Low pain tolerance
I am coming back to a project that I haven't been a part of for about six months. It was in active development during that time, and I was happy to get back to it, since it is a really good code base, and a fun project beside. The team that handle this project is top notched, but my first reaction was something in the order: "how could you let it turn so hard!"
Then I toned it down a bit and started Big Refactoring. About fifteen minutes later, I was done, which didn't match at all my initial response, and took some thinking. Why did I react this way? Why did it took ~15 minutes to turn something that I found awkward to something that was really pleasant to work with?
How could the other team members, all of whom are very good, have gotten into this situation?
The answer is both that I over reacted and that the expectations that I had from the project where high. We have made working on this project very smooth experience, but as time passed, it started to get awkward to work with. By that time, I wasn't around, and the developers just dealt with that. It isn't painful or hard, it is not bad or annoying. It is just that it began to get awkward, in a project that was really smooth sailing.
Those 15 minutes were spent mostly in breaking apart a few services, setting up a registration rule in Binsor and relaxing in the glow of content that Things Just Work once again.
I came to the conclusion that different pain tolerance levels are responsible for my reaction. I have very high expectations from my code, and I expected that it would continue to be as easy as it was in the start. The devs in the team would have likely performed the same actions as I did, at a later date. But I found it painful now.
It is especially interesting in light of the recent discussion about code size and scaling a project higher.
I think that having a lower pain tolerance level is a good thing, if kept in check.
Comments
Personally I have a very high tolerance for pain.
And I like it, not only can I get work done until I actually start feeling the pain. But I can look / re-use other people's code without having to do serious rewriting.
That said when I do have to refactor I'm probably worse of then you :)
Personally, I have a low tolerance for pain. Keeps my projects as simple as they can be (for having software involved) and makes them a joy to return to work on.
What I do not believe is that all that you did took you 15 minutes. Just checking in the changes through the automatic build/test takes me 15 minutes or more. What size of project is that?
Alex,
not sure how to answer that. 170 KLOC or so, but I don't like this measurement.
As I said, it was mostly modifying the way some key parts works. Routing them through Binsor and extracting a few interfaces.
When I start working on an existing project with a relatively complex structure, my first inclination is to refactor it the way I feel it should be.
Then I realize that I mostly made "cosmetic" changes and the reason I was feeling uneasy was because I wasn't used to the architecture yet.
In your case, try asking to the developer of this project what they think of your changes; my bet is that they will also feel uneasy about them at first :)
Pierre Henri,
That is my project. I was the lead there for about 9 months with the same team.

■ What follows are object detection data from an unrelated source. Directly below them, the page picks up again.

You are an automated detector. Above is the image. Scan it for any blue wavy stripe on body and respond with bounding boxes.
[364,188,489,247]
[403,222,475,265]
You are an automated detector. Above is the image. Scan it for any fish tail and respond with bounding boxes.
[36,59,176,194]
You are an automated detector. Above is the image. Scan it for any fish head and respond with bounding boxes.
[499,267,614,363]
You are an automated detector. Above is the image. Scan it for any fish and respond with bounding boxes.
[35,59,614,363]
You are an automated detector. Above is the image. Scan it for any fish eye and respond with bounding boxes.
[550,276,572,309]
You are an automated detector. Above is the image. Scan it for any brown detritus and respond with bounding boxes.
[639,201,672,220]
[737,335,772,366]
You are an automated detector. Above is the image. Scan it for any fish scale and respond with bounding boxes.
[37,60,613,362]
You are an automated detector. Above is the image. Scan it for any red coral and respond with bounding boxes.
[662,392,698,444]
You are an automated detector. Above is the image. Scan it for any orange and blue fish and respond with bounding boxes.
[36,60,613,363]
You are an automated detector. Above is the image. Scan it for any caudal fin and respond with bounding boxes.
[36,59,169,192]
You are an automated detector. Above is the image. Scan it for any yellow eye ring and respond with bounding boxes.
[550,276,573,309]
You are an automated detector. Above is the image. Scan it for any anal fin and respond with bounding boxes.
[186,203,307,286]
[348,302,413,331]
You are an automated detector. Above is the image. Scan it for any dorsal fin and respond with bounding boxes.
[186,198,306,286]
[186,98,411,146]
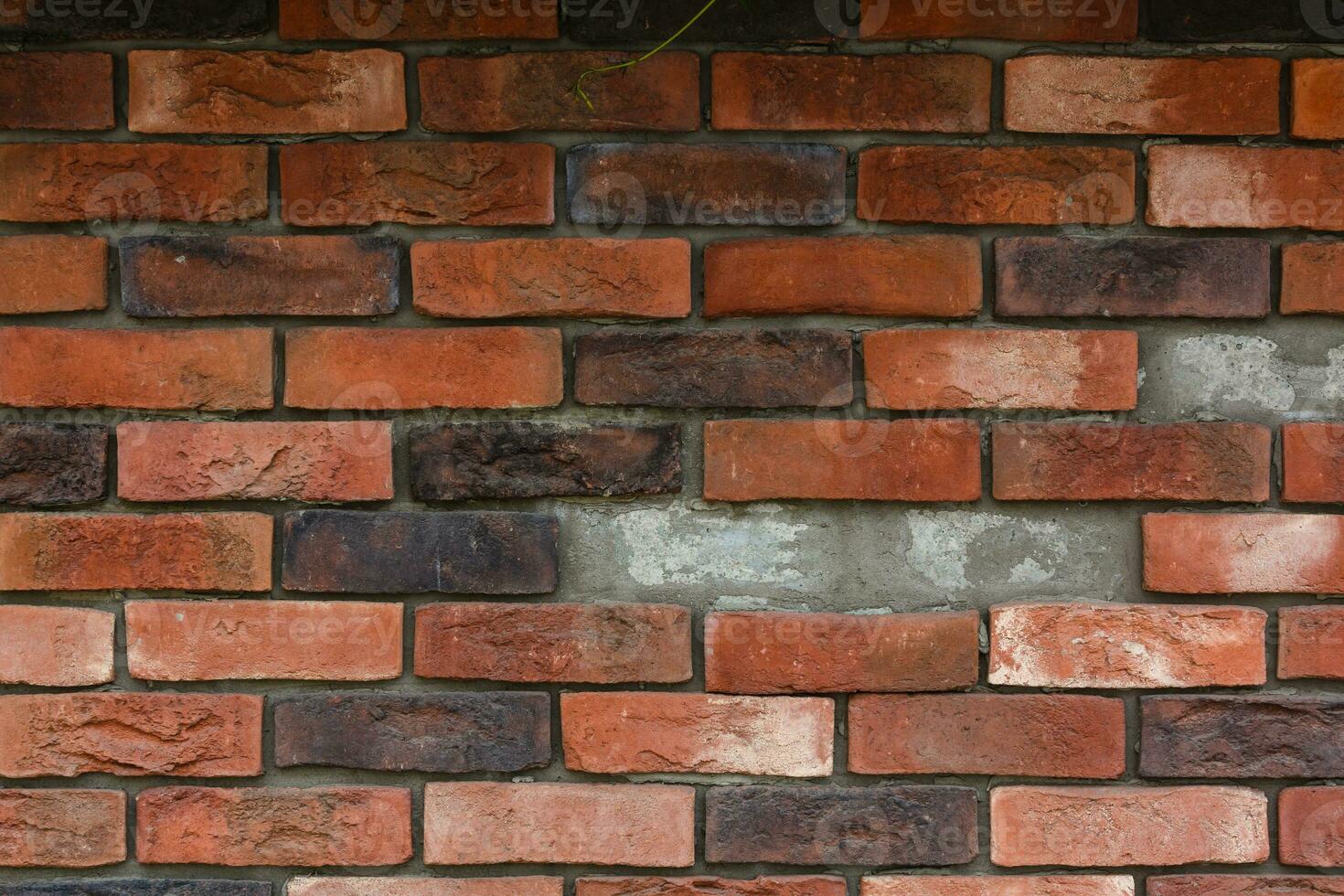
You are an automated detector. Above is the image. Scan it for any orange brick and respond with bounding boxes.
[0,513,272,591]
[285,326,564,410]
[704,419,980,501]
[0,326,274,411]
[863,329,1138,411]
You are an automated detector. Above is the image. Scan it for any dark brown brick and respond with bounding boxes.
[283,510,560,593]
[995,237,1270,318]
[410,421,681,501]
[0,423,108,507]
[275,693,551,773]
[704,786,978,867]
[574,329,853,407]
[1140,696,1344,778]
[564,144,846,227]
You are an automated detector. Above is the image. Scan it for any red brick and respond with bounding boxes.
[135,787,411,868]
[858,146,1135,224]
[411,238,691,318]
[848,693,1126,778]
[1147,146,1344,229]
[0,693,263,778]
[859,0,1138,43]
[1293,59,1344,140]
[0,51,117,131]
[425,782,695,868]
[0,326,275,411]
[989,787,1269,868]
[711,52,993,134]
[420,49,700,133]
[0,790,126,868]
[285,326,564,410]
[0,143,269,223]
[560,692,835,778]
[989,603,1267,689]
[281,141,555,227]
[1278,787,1344,868]
[117,421,392,501]
[125,601,402,681]
[0,513,272,591]
[415,603,691,684]
[1004,55,1282,134]
[704,419,980,501]
[863,329,1138,411]
[1278,243,1344,315]
[280,0,560,42]
[993,423,1272,503]
[0,604,117,688]
[704,235,984,317]
[704,613,980,695]
[128,49,406,134]
[0,236,108,315]
[1144,513,1344,593]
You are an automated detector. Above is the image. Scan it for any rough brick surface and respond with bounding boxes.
[415,603,691,684]
[411,238,691,318]
[848,693,1125,778]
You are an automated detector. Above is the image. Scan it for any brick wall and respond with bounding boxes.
[0,0,1344,896]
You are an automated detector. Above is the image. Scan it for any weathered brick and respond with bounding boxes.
[120,237,400,317]
[704,613,980,693]
[711,52,993,134]
[574,329,853,407]
[274,693,551,773]
[0,604,117,688]
[863,328,1138,411]
[989,603,1267,689]
[704,234,984,317]
[411,238,691,318]
[126,49,406,134]
[848,693,1125,778]
[125,601,402,681]
[560,692,835,778]
[0,234,108,315]
[1278,241,1344,315]
[0,790,126,868]
[858,146,1135,224]
[1144,513,1344,593]
[283,510,560,593]
[995,237,1270,318]
[0,143,269,223]
[408,421,681,501]
[989,786,1269,868]
[0,513,272,591]
[0,52,117,131]
[1138,696,1344,778]
[570,144,846,227]
[415,603,691,684]
[135,787,411,868]
[420,51,700,133]
[281,140,555,227]
[0,423,108,507]
[0,326,275,411]
[1147,145,1344,229]
[1004,54,1282,134]
[280,0,560,42]
[1278,606,1344,678]
[704,786,978,867]
[0,693,263,778]
[704,419,984,501]
[425,782,695,868]
[117,421,392,501]
[285,326,564,411]
[993,423,1273,503]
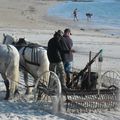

I meant "the other team members"; those who "got into that situation".
My question wasn't about number of LOC's, it was about timing:
Check out
Write test
Build/Run Test see it fail
Write code
Build/Run Test see it green
Check in (Build/Run all tests)
Everything for ~15 minutes. Plus some documentation that system has one more configurable parameter now.
We have a lead developer on one of the projects with very "low pain tolerance". So low that she touches all of the code written by other developers. Sometimes it offends people, like:
Dev: Why did you change the parameter of lambda from c to p? (Changed c => c.Name to p => p.Name)
L.D: P stands for Person
Dev: C was for Customer
L.D: Customer can be Person or Company, c is misleading here: someone might think that c stands for Company or Corporate Customer
Dev: Whatever...
Alex,
Checkout is not needed, I already had the code.
Tests were not needed, I refactored the code, not changed the behavior. I could utilize existing tests.
Writing code was mostly unnecessary, I mainly moved files and code around.
Running tests doesn't take that much, but I wouldn't include it in the 15 minutes that I quoted.
Twelve years ago I have hight tolerance for bad code, I didn't mind and keep going doing my thing fixing the bugs with the minimum changes needed to keep things working.
As time pass my level of tolerance is getting lower and lower, I can't even left my own code along if I know that refactoring needs to be done.
This is generally a good thing, but lots of times I found myself doing way more work that's needed.
Later on I decided to fix the bug asap, and open a case in our defect tracking system to re factor later, this is working pretty well, since I can get patches faster and them do the refactoring one or two days later.